Most documents require subscription on the last page only but a will must be signed on every page.
Rules for Witnessing
Witness must know the granter.
Witness must be over 16 years old.
Witness must be mentally capable of acting as a witness.
Witness need not see the granter subscribe as long as granter acknowledges his subscription to him.
Subscription of granter and signature of witness must be one continuous process.
Witness can witness the subscriptions of all granters of deed.
Where there has been no witness, an application can be made to the Sheriff Court which if satisfied by evidence given by affidavit (signed statement) that the document was subscribed by the granter, causes the document to be endorsed with a certificate to that effect.
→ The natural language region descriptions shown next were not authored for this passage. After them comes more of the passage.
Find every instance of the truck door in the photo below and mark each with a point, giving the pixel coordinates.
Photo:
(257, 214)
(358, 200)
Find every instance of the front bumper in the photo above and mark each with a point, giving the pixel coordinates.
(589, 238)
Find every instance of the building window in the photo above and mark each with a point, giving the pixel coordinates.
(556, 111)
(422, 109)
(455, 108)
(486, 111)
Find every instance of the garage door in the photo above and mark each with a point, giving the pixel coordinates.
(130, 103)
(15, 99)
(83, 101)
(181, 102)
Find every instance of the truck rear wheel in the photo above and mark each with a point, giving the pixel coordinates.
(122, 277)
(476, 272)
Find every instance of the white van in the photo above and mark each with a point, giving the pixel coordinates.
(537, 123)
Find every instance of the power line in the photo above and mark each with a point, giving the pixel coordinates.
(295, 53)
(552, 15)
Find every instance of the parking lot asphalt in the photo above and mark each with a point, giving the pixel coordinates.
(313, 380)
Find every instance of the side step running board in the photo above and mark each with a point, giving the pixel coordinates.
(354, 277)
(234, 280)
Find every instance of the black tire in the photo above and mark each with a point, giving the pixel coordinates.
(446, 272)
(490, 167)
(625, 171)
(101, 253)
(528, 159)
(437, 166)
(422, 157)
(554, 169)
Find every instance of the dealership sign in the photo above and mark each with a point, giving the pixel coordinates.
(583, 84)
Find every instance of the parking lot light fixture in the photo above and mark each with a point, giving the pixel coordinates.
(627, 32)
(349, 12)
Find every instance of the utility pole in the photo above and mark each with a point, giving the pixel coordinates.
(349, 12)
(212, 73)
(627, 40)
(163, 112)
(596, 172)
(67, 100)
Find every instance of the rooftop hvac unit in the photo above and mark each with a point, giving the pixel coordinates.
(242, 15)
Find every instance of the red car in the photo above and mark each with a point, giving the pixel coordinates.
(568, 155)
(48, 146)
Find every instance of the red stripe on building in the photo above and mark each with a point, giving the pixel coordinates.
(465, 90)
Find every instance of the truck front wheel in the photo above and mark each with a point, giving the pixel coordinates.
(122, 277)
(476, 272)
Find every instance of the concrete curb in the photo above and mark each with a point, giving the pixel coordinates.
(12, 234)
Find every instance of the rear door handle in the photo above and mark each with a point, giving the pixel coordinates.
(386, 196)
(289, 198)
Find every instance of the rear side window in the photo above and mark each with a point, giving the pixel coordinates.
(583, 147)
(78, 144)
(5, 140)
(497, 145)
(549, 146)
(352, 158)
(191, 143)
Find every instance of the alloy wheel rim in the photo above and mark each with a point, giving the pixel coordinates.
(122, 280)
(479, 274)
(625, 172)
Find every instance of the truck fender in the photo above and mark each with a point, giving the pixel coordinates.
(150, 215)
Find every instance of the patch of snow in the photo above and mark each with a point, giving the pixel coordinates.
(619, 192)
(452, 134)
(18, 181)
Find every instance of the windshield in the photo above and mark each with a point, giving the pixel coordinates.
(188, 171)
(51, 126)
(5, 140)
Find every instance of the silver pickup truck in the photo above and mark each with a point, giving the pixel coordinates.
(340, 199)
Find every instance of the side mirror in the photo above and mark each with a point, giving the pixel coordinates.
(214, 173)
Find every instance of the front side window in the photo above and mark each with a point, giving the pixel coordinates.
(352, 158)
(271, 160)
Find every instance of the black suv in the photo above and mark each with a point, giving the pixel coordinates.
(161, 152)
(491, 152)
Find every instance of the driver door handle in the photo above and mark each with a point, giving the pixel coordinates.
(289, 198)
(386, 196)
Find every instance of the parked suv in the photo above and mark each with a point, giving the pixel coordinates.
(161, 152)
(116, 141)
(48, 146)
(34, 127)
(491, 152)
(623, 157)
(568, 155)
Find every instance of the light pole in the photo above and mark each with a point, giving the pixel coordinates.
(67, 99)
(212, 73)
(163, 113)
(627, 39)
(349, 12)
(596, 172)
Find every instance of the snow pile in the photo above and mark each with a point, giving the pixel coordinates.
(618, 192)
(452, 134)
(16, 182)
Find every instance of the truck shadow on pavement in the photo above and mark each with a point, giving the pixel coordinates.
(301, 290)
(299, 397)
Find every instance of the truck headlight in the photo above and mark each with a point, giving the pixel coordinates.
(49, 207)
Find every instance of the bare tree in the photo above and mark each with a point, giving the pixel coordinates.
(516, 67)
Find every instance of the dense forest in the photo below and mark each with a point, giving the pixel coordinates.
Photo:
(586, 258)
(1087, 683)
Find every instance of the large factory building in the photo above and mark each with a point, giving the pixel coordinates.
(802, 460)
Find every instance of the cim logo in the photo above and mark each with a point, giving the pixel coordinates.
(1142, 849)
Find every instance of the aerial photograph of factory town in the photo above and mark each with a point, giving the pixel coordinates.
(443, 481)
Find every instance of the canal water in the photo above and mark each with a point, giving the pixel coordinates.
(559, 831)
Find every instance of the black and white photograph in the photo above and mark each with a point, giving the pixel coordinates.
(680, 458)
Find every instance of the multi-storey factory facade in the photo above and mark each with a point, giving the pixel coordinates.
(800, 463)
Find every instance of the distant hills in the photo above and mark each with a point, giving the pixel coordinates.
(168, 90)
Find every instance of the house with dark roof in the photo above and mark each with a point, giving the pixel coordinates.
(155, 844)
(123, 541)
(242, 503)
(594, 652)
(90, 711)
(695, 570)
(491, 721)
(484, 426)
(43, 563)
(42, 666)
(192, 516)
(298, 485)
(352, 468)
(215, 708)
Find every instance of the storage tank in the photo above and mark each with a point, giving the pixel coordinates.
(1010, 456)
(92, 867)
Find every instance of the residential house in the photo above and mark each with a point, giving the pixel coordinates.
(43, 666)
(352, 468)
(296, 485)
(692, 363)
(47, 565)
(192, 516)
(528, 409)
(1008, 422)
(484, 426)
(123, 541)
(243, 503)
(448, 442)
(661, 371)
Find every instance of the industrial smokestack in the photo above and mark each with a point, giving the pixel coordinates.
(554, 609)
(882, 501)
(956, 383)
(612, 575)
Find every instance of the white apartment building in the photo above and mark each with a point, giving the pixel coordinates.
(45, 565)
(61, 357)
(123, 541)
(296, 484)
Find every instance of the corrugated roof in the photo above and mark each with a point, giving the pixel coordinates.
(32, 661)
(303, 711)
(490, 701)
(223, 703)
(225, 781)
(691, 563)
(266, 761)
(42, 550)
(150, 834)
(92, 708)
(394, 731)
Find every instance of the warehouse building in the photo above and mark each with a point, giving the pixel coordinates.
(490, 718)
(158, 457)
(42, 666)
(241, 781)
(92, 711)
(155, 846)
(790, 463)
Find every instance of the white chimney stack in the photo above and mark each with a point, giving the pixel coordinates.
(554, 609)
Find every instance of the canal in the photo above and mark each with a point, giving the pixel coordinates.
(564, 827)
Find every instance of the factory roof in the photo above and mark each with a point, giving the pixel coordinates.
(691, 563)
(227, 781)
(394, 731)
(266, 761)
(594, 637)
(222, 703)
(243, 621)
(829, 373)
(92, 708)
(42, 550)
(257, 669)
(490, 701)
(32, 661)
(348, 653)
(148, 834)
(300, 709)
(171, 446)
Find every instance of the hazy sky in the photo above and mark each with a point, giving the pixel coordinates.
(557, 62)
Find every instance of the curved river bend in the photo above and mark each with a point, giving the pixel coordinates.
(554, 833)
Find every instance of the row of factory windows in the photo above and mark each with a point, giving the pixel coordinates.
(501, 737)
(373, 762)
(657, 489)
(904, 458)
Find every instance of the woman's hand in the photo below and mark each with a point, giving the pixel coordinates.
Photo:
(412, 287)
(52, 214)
This gives rise to the assumption that the document has been subscribed by the granter.
Where there is not a validly executed written document the 1995 Act provides for a statutory form of Rei Interventus (subsequent actings).
This means that the second person is not entitled to withdraw from the contract and the contract is not treated as invalid despite its not being in a properly executed written document.
The first person must be able to show that :
He has acted in reliance on the contract with the knowledge and acquiescence of the second person.
As a result he has been affected to a material extent.
He would be adversely affected to a material extent if the second person were to be allowed to withdraw.
Procedure available where granter of document is blind or unable to write.
The document is read out to the granter by:
Solicitor holding a practising certificates.
A Justice of the Peace or lay magistrate.
A Sheriff- Clerk
The granter may declare that he does not want the document read out. The document is subscribed by the solicitor in the presence of the granter. If it is a will it must be signed on every page. If the document confers a benefit on the solicitor or family it is invalid to that extent. To be probative there must be a witness present throughout or a court certificate endorsed to the document.